On-chip communication
- Use high-speed networks instead of conventional buses
- Using ideas from computer networking
- On-chip network can achieve high throughput and low latencies
Heterogeneous systems: GPGPUs
- In modern computers, not only CPUs can execute code
- GPGPUs (general purpose graphics processing units)
- Massively parallel processors for typical parallel tasks
- 3D graphics, signal processing, machine learning, bitcoin mining etc.
- Few features for protection, security
- Traditionally, GPUs were accessible to a single program only for drawing
- In modern systems, multiple programs want direct access to the GPGPU
- How can the OS multiplex the GPGPU safely and securely?
Security
- There's another important non-functional property!
- Multiple programs running simultaneously
- e.g. an online banking application and a video player
- How can we prevent the video player from accessing memory of the banking app?

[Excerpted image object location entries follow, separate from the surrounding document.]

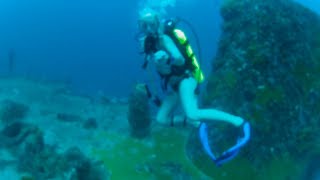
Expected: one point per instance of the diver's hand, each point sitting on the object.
(161, 57)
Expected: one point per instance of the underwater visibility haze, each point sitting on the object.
(73, 103)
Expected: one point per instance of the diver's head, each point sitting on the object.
(149, 22)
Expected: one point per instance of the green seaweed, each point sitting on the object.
(164, 158)
(268, 94)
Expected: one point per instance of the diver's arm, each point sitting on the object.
(172, 49)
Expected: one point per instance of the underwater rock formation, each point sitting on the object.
(267, 70)
(139, 116)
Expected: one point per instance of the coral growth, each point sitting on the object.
(139, 116)
(267, 70)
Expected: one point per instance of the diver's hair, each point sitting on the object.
(157, 7)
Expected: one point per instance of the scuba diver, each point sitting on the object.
(169, 50)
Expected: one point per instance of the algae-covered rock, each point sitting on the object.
(139, 116)
(267, 70)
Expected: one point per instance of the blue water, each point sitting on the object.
(91, 43)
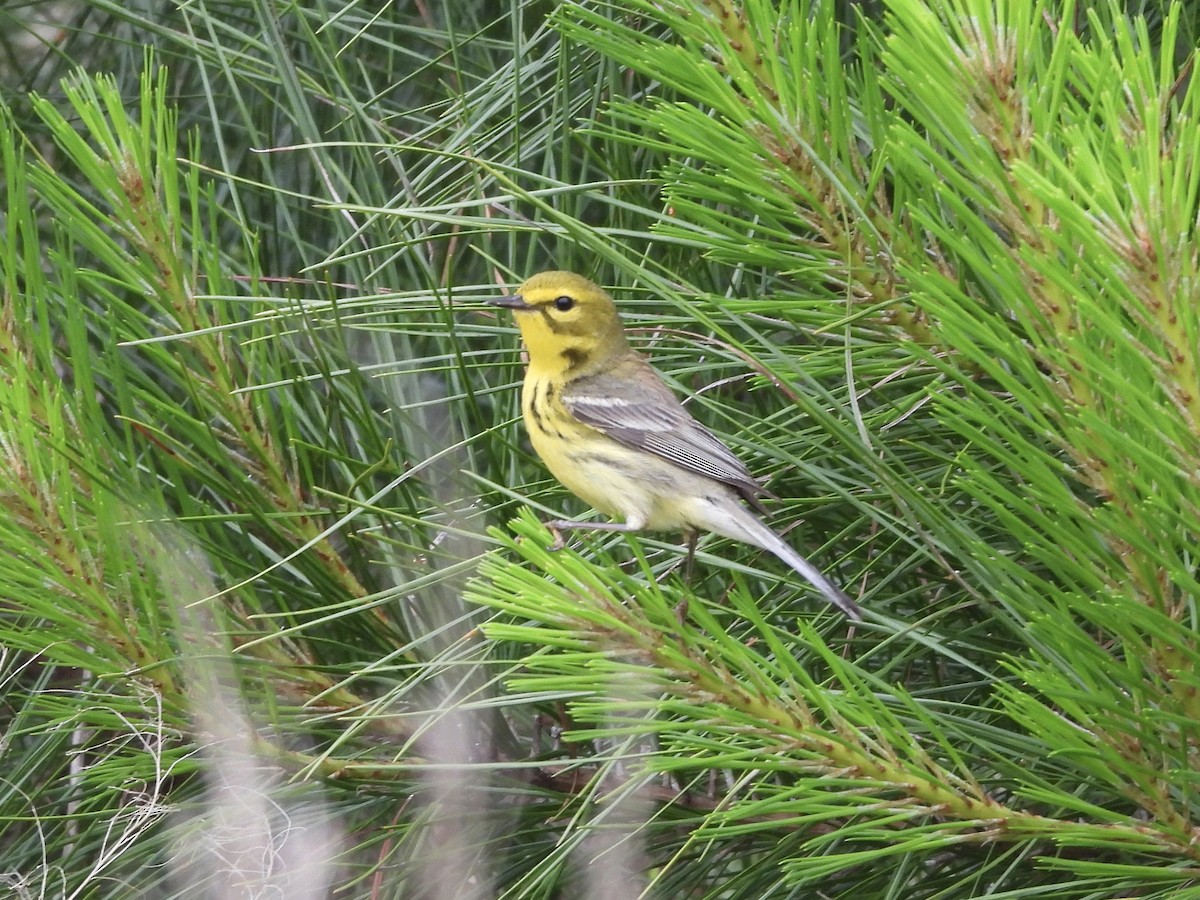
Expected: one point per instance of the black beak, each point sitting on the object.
(510, 303)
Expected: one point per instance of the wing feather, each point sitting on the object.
(633, 406)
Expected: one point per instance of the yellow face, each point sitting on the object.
(569, 324)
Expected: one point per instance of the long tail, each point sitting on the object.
(730, 519)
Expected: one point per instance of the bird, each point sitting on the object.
(612, 432)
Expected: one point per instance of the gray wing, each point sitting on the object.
(651, 418)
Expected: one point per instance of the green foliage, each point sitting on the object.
(277, 612)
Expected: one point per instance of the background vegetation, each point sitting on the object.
(277, 617)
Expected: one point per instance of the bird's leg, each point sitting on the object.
(557, 526)
(682, 606)
(693, 537)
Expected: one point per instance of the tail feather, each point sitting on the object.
(730, 519)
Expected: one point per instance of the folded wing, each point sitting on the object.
(634, 407)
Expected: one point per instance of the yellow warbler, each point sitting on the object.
(611, 431)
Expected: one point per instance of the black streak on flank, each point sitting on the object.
(535, 405)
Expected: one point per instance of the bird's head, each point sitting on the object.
(569, 324)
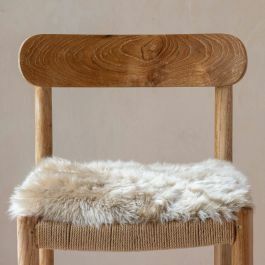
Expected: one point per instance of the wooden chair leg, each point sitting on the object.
(222, 254)
(28, 253)
(242, 249)
(46, 257)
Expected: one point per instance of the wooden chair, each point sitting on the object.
(199, 60)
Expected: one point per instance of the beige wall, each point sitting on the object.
(173, 125)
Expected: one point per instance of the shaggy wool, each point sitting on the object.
(106, 192)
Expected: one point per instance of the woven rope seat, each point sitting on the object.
(128, 206)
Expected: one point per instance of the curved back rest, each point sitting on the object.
(199, 60)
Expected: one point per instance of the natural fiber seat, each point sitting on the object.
(127, 206)
(107, 192)
(134, 237)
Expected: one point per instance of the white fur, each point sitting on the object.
(105, 192)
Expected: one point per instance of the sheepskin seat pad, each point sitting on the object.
(108, 192)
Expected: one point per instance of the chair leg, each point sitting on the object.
(46, 257)
(28, 253)
(242, 249)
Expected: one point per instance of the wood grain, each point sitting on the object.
(132, 60)
(28, 253)
(223, 150)
(43, 144)
(43, 123)
(242, 250)
(223, 123)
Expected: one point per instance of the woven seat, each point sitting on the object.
(127, 206)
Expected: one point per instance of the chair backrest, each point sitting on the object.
(199, 60)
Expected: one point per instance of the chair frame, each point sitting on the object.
(199, 60)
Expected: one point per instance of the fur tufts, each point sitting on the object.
(106, 192)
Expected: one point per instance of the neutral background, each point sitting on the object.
(174, 125)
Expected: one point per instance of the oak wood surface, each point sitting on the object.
(43, 123)
(28, 253)
(43, 144)
(223, 150)
(242, 249)
(132, 60)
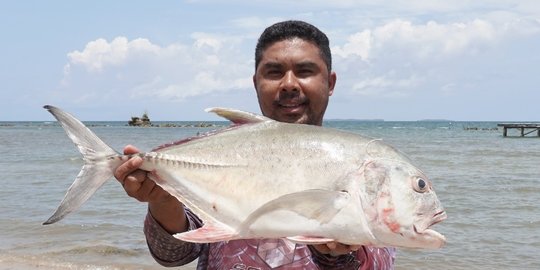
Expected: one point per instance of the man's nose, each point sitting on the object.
(289, 82)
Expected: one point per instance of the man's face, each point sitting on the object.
(293, 83)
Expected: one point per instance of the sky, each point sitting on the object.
(402, 60)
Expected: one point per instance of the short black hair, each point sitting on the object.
(294, 29)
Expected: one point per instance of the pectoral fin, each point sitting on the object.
(208, 233)
(316, 204)
(310, 240)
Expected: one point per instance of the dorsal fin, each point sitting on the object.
(237, 116)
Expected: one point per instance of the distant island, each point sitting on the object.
(144, 121)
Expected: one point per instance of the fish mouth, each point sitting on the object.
(435, 238)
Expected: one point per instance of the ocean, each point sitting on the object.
(489, 185)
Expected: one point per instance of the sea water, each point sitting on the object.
(489, 185)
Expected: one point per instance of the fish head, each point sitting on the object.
(401, 205)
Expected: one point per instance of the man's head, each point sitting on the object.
(293, 75)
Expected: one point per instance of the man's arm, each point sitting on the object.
(166, 215)
(165, 208)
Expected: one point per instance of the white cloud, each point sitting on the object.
(431, 39)
(141, 69)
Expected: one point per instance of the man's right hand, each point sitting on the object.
(136, 182)
(165, 208)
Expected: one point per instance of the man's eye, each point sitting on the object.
(305, 72)
(273, 73)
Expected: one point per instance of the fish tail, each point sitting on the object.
(99, 166)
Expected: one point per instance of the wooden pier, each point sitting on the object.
(525, 128)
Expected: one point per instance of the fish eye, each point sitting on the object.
(420, 185)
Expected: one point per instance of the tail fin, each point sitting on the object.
(98, 167)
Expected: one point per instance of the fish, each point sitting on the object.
(260, 178)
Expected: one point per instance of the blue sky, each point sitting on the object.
(395, 60)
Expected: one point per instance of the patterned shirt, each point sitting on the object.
(252, 254)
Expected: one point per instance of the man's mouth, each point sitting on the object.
(291, 108)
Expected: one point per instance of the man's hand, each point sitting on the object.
(165, 208)
(136, 182)
(335, 248)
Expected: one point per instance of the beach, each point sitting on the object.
(489, 185)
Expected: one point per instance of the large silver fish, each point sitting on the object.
(265, 179)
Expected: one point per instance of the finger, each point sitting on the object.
(322, 248)
(127, 168)
(332, 245)
(134, 182)
(354, 247)
(130, 150)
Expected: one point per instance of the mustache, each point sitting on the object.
(288, 96)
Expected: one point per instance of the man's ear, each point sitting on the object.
(331, 83)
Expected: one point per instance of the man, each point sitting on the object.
(293, 80)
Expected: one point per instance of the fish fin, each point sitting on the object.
(208, 233)
(237, 116)
(98, 167)
(318, 204)
(310, 240)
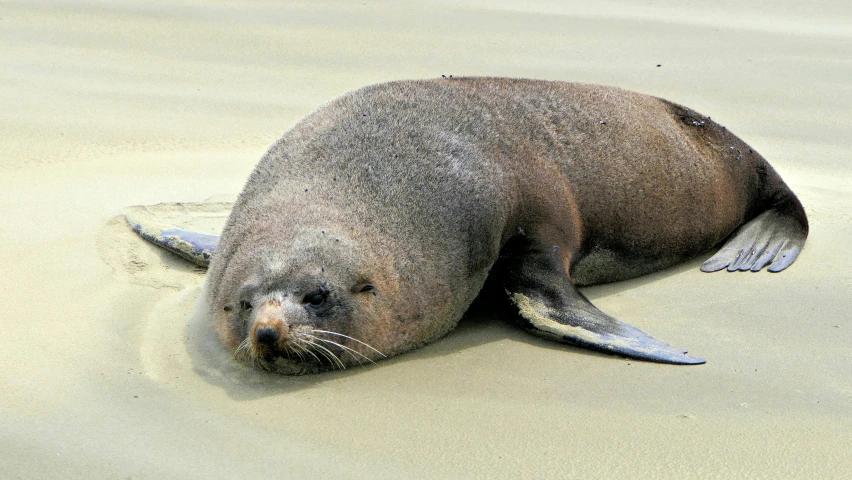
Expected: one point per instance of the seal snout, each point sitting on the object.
(267, 336)
(270, 331)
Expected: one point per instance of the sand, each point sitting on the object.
(106, 373)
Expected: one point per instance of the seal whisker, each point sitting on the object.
(345, 348)
(334, 359)
(243, 350)
(305, 349)
(351, 338)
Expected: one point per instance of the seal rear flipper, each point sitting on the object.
(774, 238)
(196, 247)
(552, 307)
(582, 324)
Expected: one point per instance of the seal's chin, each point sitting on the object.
(302, 349)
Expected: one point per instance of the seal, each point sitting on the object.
(371, 226)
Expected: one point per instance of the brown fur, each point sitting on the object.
(415, 187)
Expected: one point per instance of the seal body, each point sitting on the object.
(372, 225)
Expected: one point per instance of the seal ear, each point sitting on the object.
(551, 306)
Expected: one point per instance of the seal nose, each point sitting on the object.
(267, 336)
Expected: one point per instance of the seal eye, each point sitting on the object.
(315, 299)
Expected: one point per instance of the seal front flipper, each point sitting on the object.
(196, 247)
(550, 306)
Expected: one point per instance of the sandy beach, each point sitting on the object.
(107, 372)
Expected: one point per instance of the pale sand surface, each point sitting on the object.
(106, 375)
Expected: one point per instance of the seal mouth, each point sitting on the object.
(302, 350)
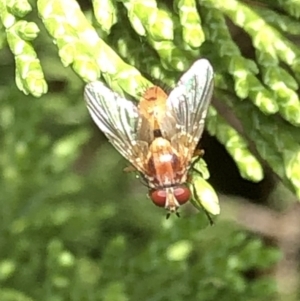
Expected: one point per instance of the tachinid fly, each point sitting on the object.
(160, 134)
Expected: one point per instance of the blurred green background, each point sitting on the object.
(74, 226)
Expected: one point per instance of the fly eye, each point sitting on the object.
(182, 194)
(158, 197)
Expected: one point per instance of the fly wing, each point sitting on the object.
(118, 119)
(187, 104)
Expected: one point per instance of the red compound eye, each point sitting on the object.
(158, 197)
(182, 194)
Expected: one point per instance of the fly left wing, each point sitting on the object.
(118, 119)
(188, 104)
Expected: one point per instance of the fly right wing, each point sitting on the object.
(119, 119)
(186, 108)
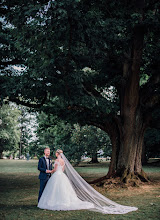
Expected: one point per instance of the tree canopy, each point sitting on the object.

- Restrict access to non permitted memory ranges
- The MMU only makes memory visible to a running program 'belonging' to it
The MMU
- Idea: intercept 'virtual' addresses generated by the CPU
- MMU checks for 'allowed' addresses
- Translates allowed addresses to 'physical' addresses in main memory using a translation table
- Problem: translation table for each single address would be large
- Split memory into pages of identical size (power of 2)
- Apply the same translation to all addresses in the page: page table
- MMUs were originally separate ICs sitting between CPU and RAM, today they are fitted on the CPU
Page table structure
- Find a compromise page size allowing both flexibility and efficiency
The memory translation process
- The MMU splits the virtual address coming from the CPU into three parts:
- 10 bits (31-22) page directory entry (PDE) number
- 10 bits (21-12) page table entry (PTE) number
- 12 bits (11-0) page offset inside the refernces page (untranslated)
- Translation process
- Read PDE entry from directory -> address of one page table
- Read PTE entry from table -> physical base address of memory page
- Add offset from original virtual address to obtain the complete physical memory address
Speeding up the translation
- Where is the page table stored?
- Can be several MB in size -> doesn't fit on the CPU
- Page dir and page table are in main memory!
- Using virtual memory address translation requires three main memory accesses!
- Use cache!
- The MMU uses a special cache on the CPU - the translation lookaside buffer (TLB)
What about the operating system?
- New hardware capabilities have to be used efficiently
- The OS has to manage an multiplex the related resources
- Has to provide code for all new capabilites
- These often interact with other parts of the system, making the overall OS more complex
- A modern OS also has to ensure adherence to non-functional requirements (security, energy, real-time, etc.)
- OS has to do more bookkeeping and statistics
- Some of the non-functional properties contradict each other
- Finally, the OS itself has to be efficient!